Вот и теперь под началом бригадира Айгулиса мужчины грузят бидоны с этой жидкостью в машину. Все вышли посмотреть. Только Криступасу некогда – работает не разгибая спины.
– Иди и ты поработай, – говорит он Юзукасу.
Тот вылезает из угла. Лицо у него белое как бумага. Еле держится на ногах.
– Что случилось? – спрашивает отец.
– Ничего.
– Если ничего, бери метлу и подметай.
Какая там метла, если Юзукас не знает, жив ли он, есть ли у него руки…
Всё здесь его очень интересует, все он норовит потрогать. В стене, возле дверей, он заметил черную костяную коробку, точно такую, как для сапожной ваксы. Однажды, будучи еще совсем маленьким, он нашел такую коробочку в чьей-то избе под кроватью. Ощупывал, обнюхивал, не в силах надивиться ее запаху. И теперь не выдержал, сунул руку: посмотрит, что там внутри. Вдруг кто-то хватанул стальными клещами его пальцы да как начал трясти – кажется, живьем в пасть какой-то адской машины затянет. С трудом удалось оторвать от этой коробочки руку. Ни жив ни мертв, доковылял до отца и видит: рука цела и кровь не течет, и пальцы все на месте, но все равно глазам своим не верит.
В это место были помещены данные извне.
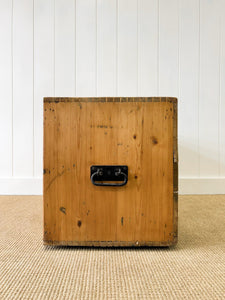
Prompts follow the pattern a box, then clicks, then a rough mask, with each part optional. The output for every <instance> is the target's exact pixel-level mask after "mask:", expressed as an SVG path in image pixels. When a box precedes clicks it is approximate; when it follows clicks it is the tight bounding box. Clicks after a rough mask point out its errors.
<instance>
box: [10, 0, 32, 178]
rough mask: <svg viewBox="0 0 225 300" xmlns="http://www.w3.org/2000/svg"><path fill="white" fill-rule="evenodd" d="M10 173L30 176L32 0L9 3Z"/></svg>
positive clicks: (31, 90) (31, 165)
mask: <svg viewBox="0 0 225 300" xmlns="http://www.w3.org/2000/svg"><path fill="white" fill-rule="evenodd" d="M13 175H14V176H16V177H24V176H25V177H29V176H33V0H21V1H14V2H13Z"/></svg>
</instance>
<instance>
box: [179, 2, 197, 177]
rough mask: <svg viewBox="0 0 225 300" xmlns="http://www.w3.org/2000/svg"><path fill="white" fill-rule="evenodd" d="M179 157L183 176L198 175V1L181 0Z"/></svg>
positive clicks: (180, 13)
mask: <svg viewBox="0 0 225 300" xmlns="http://www.w3.org/2000/svg"><path fill="white" fill-rule="evenodd" d="M179 46H180V47H179V49H180V51H179V52H180V72H179V73H180V79H179V84H180V86H179V90H180V93H179V127H178V129H179V146H180V147H179V156H180V168H179V171H180V176H181V177H184V176H186V177H197V176H198V175H199V153H198V95H199V88H198V87H199V86H198V84H199V1H196V0H189V1H186V0H180V3H179Z"/></svg>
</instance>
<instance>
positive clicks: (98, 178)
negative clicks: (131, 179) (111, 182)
mask: <svg viewBox="0 0 225 300" xmlns="http://www.w3.org/2000/svg"><path fill="white" fill-rule="evenodd" d="M90 177H91V182H92V183H93V184H94V185H96V186H124V185H125V184H127V181H128V167H127V166H91V176H90ZM100 181H101V182H100ZM105 181H106V182H105ZM107 181H122V182H119V183H117V182H115V183H114V182H113V183H109V182H107Z"/></svg>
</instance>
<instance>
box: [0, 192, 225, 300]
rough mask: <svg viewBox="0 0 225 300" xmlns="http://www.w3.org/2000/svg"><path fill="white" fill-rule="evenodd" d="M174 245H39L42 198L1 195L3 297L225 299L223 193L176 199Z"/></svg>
mask: <svg viewBox="0 0 225 300" xmlns="http://www.w3.org/2000/svg"><path fill="white" fill-rule="evenodd" d="M178 238H179V242H178V245H177V246H176V247H174V248H138V249H134V248H128V249H126V248H122V249H121V248H118V249H115V248H113V249H101V248H73V247H69V248H67V247H58V248H57V247H56V248H54V247H49V246H43V244H42V197H40V196H10V197H9V196H1V197H0V299H1V300H3V299H225V195H216V196H180V197H179V235H178Z"/></svg>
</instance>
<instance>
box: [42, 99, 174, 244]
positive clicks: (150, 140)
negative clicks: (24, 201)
mask: <svg viewBox="0 0 225 300" xmlns="http://www.w3.org/2000/svg"><path fill="white" fill-rule="evenodd" d="M43 173H44V179H43V181H44V187H43V191H44V244H46V245H74V246H171V245H174V244H176V242H177V216H178V213H177V209H178V208H177V206H178V205H177V201H178V183H177V181H178V153H177V99H176V98H166V97H165V98H140V97H137V98H45V99H44V172H43Z"/></svg>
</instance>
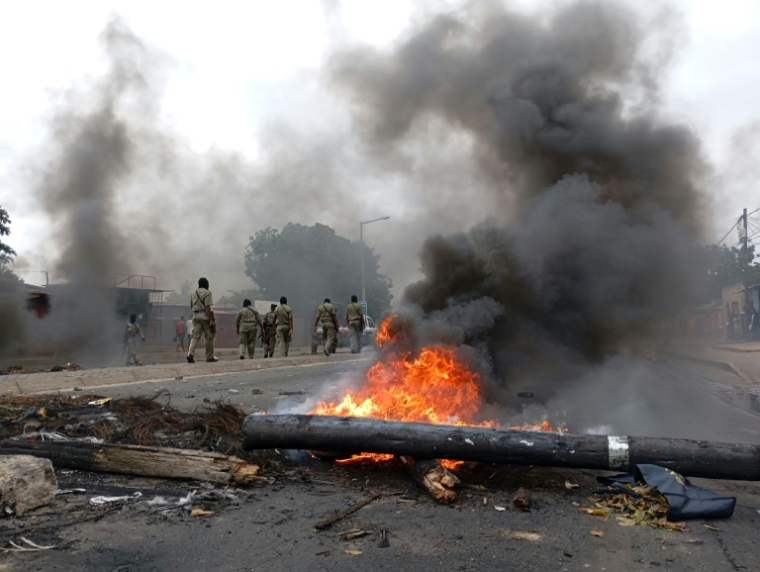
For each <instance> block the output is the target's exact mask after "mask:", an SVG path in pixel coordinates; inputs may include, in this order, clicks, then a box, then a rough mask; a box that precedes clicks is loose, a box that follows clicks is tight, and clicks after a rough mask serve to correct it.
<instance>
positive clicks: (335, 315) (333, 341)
mask: <svg viewBox="0 0 760 572" xmlns="http://www.w3.org/2000/svg"><path fill="white" fill-rule="evenodd" d="M320 322H321V323H322V338H323V342H324V350H325V355H326V356H329V355H330V354H331V352H332V349H333V348H334V347H335V346H336V345H338V338H337V332H338V329H339V328H340V325H339V324H338V313H337V311H336V310H335V306H333V305H332V304H331V303H330V298H325V301H324V302H323V303H322V304H321V305H320V306H319V308H317V315H316V317H315V318H314V333H316V331H317V324H319V323H320Z"/></svg>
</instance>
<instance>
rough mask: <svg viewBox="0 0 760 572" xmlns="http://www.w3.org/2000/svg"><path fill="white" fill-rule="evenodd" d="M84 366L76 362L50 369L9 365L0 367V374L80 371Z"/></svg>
mask: <svg viewBox="0 0 760 572" xmlns="http://www.w3.org/2000/svg"><path fill="white" fill-rule="evenodd" d="M83 369H84V368H83V367H82V366H81V365H79V364H78V363H73V362H67V363H66V364H65V365H54V366H53V367H51V368H50V369H39V368H29V367H25V366H22V365H11V366H8V367H5V368H0V375H15V374H18V373H41V372H45V371H49V372H56V371H81V370H83Z"/></svg>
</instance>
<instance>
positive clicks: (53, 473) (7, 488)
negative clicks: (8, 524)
mask: <svg viewBox="0 0 760 572" xmlns="http://www.w3.org/2000/svg"><path fill="white" fill-rule="evenodd" d="M57 490H58V481H57V480H56V478H55V473H54V472H53V464H52V463H51V462H50V461H48V460H47V459H38V458H36V457H32V456H29V455H9V456H5V457H0V505H2V510H3V515H4V516H10V515H16V516H20V515H22V514H24V513H25V512H27V511H28V510H31V509H33V508H37V507H39V506H44V505H46V504H48V503H49V502H50V501H52V500H53V499H54V498H55V494H56V491H57Z"/></svg>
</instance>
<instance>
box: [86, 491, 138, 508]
mask: <svg viewBox="0 0 760 572" xmlns="http://www.w3.org/2000/svg"><path fill="white" fill-rule="evenodd" d="M141 497H142V493H141V492H140V491H135V492H134V493H132V494H131V495H122V496H118V497H106V496H97V497H92V498H91V499H90V504H92V505H95V506H100V505H104V504H112V503H116V502H118V503H124V502H128V501H131V500H137V499H139V498H141Z"/></svg>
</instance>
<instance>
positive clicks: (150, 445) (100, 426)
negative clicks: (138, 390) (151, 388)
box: [0, 395, 245, 456]
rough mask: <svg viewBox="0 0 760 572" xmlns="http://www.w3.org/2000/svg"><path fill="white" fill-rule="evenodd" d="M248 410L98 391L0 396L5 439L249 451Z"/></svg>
mask: <svg viewBox="0 0 760 572" xmlns="http://www.w3.org/2000/svg"><path fill="white" fill-rule="evenodd" d="M244 418H245V412H244V411H242V410H240V409H238V408H236V407H234V406H232V405H230V404H227V403H222V402H216V403H214V404H213V405H211V406H209V407H200V408H197V409H196V410H195V411H193V412H182V411H179V410H177V409H175V408H173V407H171V406H169V405H166V404H163V403H161V402H159V401H157V400H155V399H150V398H146V397H132V398H127V399H99V398H98V396H96V395H76V396H71V397H69V396H65V395H35V396H6V397H1V398H0V439H19V438H21V439H26V440H45V437H44V436H45V435H46V434H51V435H52V434H60V435H61V436H62V438H63V439H65V440H70V441H76V440H87V439H89V440H94V441H95V442H98V443H115V444H127V445H145V446H161V447H175V448H180V449H202V450H206V451H216V452H221V453H225V454H235V455H238V454H240V455H243V456H245V452H244V451H243V448H242V437H241V435H242V433H241V428H240V427H241V424H242V422H243V419H244Z"/></svg>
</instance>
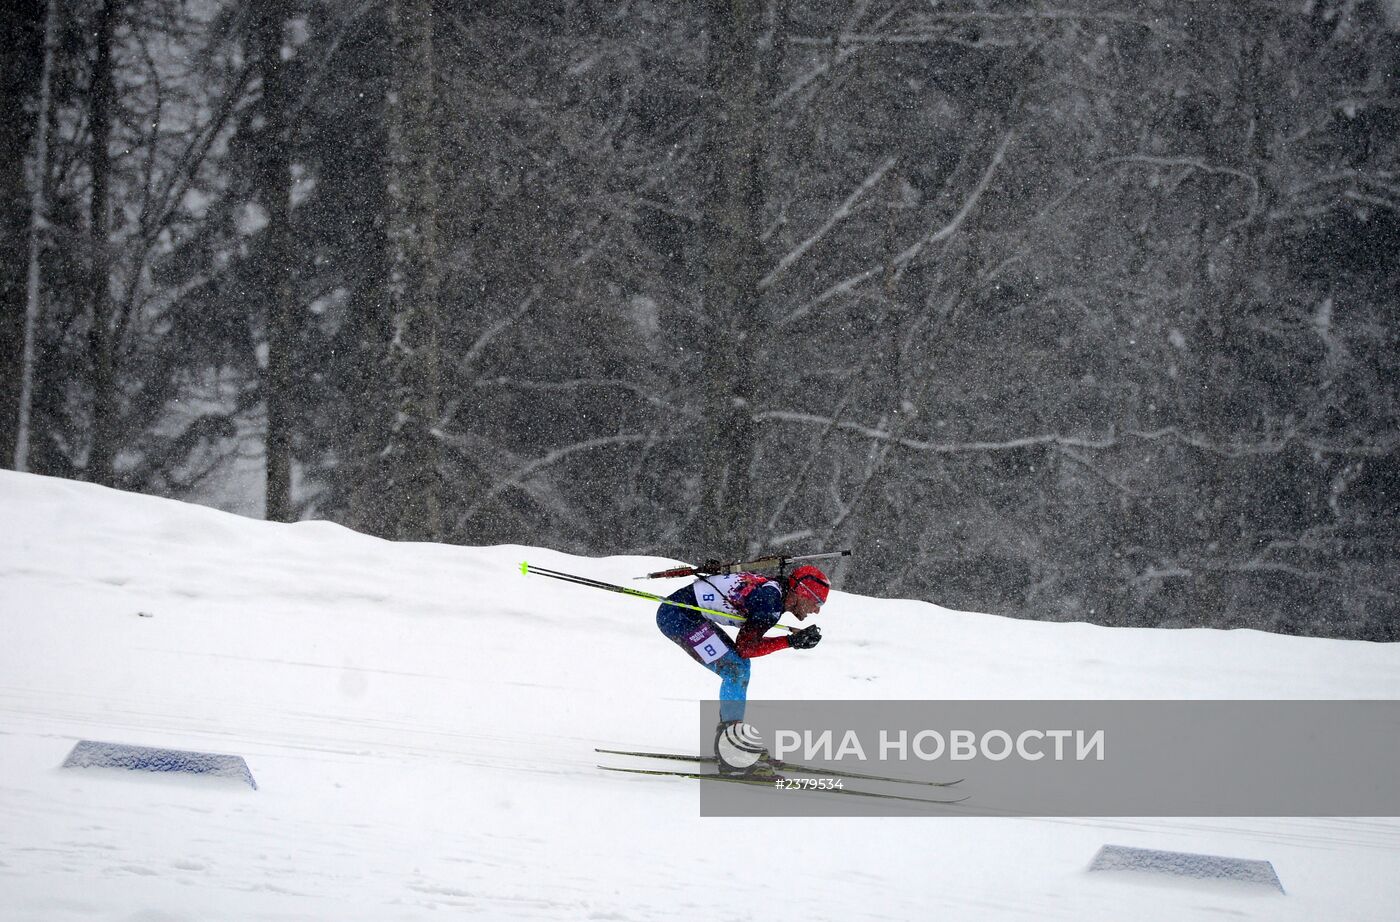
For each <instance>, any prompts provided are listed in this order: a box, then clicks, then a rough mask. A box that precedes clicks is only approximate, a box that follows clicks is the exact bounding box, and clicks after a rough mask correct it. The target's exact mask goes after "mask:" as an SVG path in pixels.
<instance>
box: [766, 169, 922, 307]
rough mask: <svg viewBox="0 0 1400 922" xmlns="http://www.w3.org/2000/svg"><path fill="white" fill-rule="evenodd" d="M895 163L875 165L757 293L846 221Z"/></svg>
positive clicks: (770, 282)
mask: <svg viewBox="0 0 1400 922" xmlns="http://www.w3.org/2000/svg"><path fill="white" fill-rule="evenodd" d="M896 162H897V161H896V158H893V157H886V158H885V159H882V161H881V162H879V164H876V165H875V169H872V171H871V173H869V175H868V176H867V178H865V179H864V180H862V182H861V185H860V186H857V187H855V190H854V192H851V194H848V196H847V197H846V201H843V203H841V204H840V207H839V208H836V211H833V213H832V214H830V215H829V217H827V218H826V222H825V224H822V227H819V228H818V229H816V232H813V234H812V235H811V236H808V238H806V239H805V241H802V242H801V243H798V245H797V246H794V248H792V249H791V250H790V252H788V253H787V255H784V256H783V259H780V260H778V264H777V266H774V267H773V269H771V270H770V271H769V274H766V276H764V277H763V278H760V280H759V291H764V290H767V288H769V287H771V285H773V283H774V281H777V280H778V278H780V277H781V276H783V273H785V271H787V270H788V269H791V267H792V263H795V262H797V260H799V259H802V256H804V255H805V253H806V252H808V250H809V249H812V248H813V246H815V245H816V243H818V241H820V239H822V238H823V236H826V234H827V232H829V231H830V229H832V228H833V227H836V225H837V224H840V222H841V221H843V220H846V218H847V217H850V214H851V211H853V210H854V208H855V203H858V201H860V200H861V199H862V197H864V196H865V194H867V193H868V192H869V190H871V189H874V187H875V186H878V185H879V182H881V179H883V178H885V173H888V172H889V171H890V169H893V168H895V164H896Z"/></svg>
И вместе с тем тайком радуется – будет что Визгирдёнку и другим друзьям рассказать.
Криступас подмел солод, натянул серый свитер, запер двери и, перекинувшись шутками с мужчинами, обступившими машину, отправился в цех. Ноги у него, как у старого кавалериста, – кривые, шапка потешно сдвинута на бок, в зубах папироса, прищуренные глаза смеются.
Стучат поршни, гудят приводы. Кто-то открутил кран и обдал Криступаса и Юзукаса облаком пара. В гомоне голосов выделяется смех Дровокола. Склонившееся к закату солнце льет свой свет прямо в высокие и широкие окна цеха, и в облаке пара сверкает радуга; черные запотевшие трубы, тоненькие чуткие стрелки, стеклянные трубочки, указатели…
– Как в бане, – говорит Криступас сыну, бредущему сзади. Они идут, остерегаясь шестеренок и приводных ремней. Мысленно Юзукас видит поверженного исполина: закутанные брезентом плечи, весь он из чугуна и стали; чугунный лоб в испарине, исполин ежится от отвращения, изрыгает брагу, которая стекает в какую-то речку. Стекают чистые капли, выжатые из капилляров его металлического тела. Судорожно подпрыгивают стрелки – чуткие показатели его агонии.
Мужчины подсовывают под заржавевший кран пустые консервные банки.
– Пейте, – Дровокол протягивает всем жестянки с бурой, зловонной жидкостью.
– Сам пей, – говорит Криступас.
Он озирается по цеху, словно что-то ищет. Потом, отыскав жестянку, начинает возиться возле какой-то медной трубки. С другого конца цеха за ним наблюдает мастер Юодка – высокий, в потертой куртке. По сравнению с ним другие мужчины кажутся карликами.
Любимое занятие Юодки – охота. Как только лужицы затягивает ледком и на поля ложится первый снежок, Юодка отправляется охотиться на птиц, волков или зайцев. На обратном пути он всегда заходит к Криступасу. Юзукас не раз пробовал вкусное, пахнущее ветром жаркое, только в нем почему-то попадаются дробинки, иногда их столько, что можно зубы сломать. Юзукас собирает эти дробинки и складывает в кучку – свинец ему всегда пригодится; свинец и пустые со стреляными капсюлями гильзы. Особенно ему нравится, когда мужчины в застолье песни затягивают.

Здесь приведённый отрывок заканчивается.